The concept of a flying car is not absurd anymore, given the advancement in technology today. Although there are some flying cars at the moment, it hasn’t stopped experts from creating conceptualised designs of what the future may hold. One such example is the ambitious concept creation of a hypercar in a jet design created by Greg Brown, a California-based designer.
Brown spent his days flying F-18s for the U.S. Navy and later the Boeing 777s for United. While the Fusion JC7 was only recently unveiled, Brown revealed that he had been working on the design for nearly 20 years. Back then he called it Firenze Lanciare changed it to Fusion JC7 which was much easier to pronounce.

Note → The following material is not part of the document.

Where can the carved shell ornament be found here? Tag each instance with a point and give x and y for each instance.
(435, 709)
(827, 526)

At 24 feet, 8 inches long, the current design represents what can only be described as a stretched-out Bugatti with wings hidden under the body of the vehicle when in road mode. This stretch is, however, trimmed off a few inches when the rear stabilizer folds once the vehicle is parked.
Fast on the ground and fully capable in the air, the Fusion is a traditional concept car with Bugatti overtones rather than a vertical takeoff and landing flying car.

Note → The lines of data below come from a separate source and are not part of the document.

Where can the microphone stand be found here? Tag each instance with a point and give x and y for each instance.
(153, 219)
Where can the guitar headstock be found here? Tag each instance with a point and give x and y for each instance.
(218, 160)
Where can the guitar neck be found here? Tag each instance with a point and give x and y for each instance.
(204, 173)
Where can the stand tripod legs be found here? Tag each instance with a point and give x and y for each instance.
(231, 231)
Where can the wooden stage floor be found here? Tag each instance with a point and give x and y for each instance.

When on the road, the car is fully electric with twin Tesla motors powered by LG batteries. These give the vehicle a total of 1,000 hp and a full 920 pounds of torque allowing the JC7 to go from 0 to 100kmph in about 4 seconds and could reach 240kms of autonomy in 100% electric mode.

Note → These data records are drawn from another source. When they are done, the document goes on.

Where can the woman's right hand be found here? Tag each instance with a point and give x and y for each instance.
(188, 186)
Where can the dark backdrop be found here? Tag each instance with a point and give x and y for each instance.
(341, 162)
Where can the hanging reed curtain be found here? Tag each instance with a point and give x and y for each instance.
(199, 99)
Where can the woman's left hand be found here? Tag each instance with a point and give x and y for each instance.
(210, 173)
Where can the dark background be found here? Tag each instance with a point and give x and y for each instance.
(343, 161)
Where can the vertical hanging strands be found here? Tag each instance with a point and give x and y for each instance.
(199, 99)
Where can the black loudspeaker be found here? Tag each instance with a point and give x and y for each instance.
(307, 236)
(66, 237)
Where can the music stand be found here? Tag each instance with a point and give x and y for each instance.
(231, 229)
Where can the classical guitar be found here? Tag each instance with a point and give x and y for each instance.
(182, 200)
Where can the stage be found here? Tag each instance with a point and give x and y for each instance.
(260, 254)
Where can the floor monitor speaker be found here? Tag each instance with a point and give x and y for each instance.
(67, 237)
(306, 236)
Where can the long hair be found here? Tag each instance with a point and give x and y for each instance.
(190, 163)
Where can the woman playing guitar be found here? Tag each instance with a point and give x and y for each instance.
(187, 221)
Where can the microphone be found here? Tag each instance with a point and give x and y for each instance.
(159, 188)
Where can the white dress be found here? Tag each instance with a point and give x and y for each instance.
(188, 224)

In the air, the jet can generate 2,000 pounds of thrust from two Williams FJ-33 engines weighing 145 kilograms each which would allow it to reach 225 kilometres per hour in just 6 seconds. The cruising speed, Brown estimates, could reach 837 km per hour; a speed which is fairly similar to that of any current commercial aeroplane. At that rate, the flying car can travel 750 miles by air with a full 300-gallon fuel tank.
The jet car is currently with Corvid Technologies which is conducting Computational Fluid Dynamics (CDF) to test the vehicle’s behaviour in the aircraft mode and determine its pitch constraints and drag coefficient. Once testing is complete, Brown anticipates the prototype to cost somewhere around US $20 million to develop and US $2.5 million per unit once it goes into production.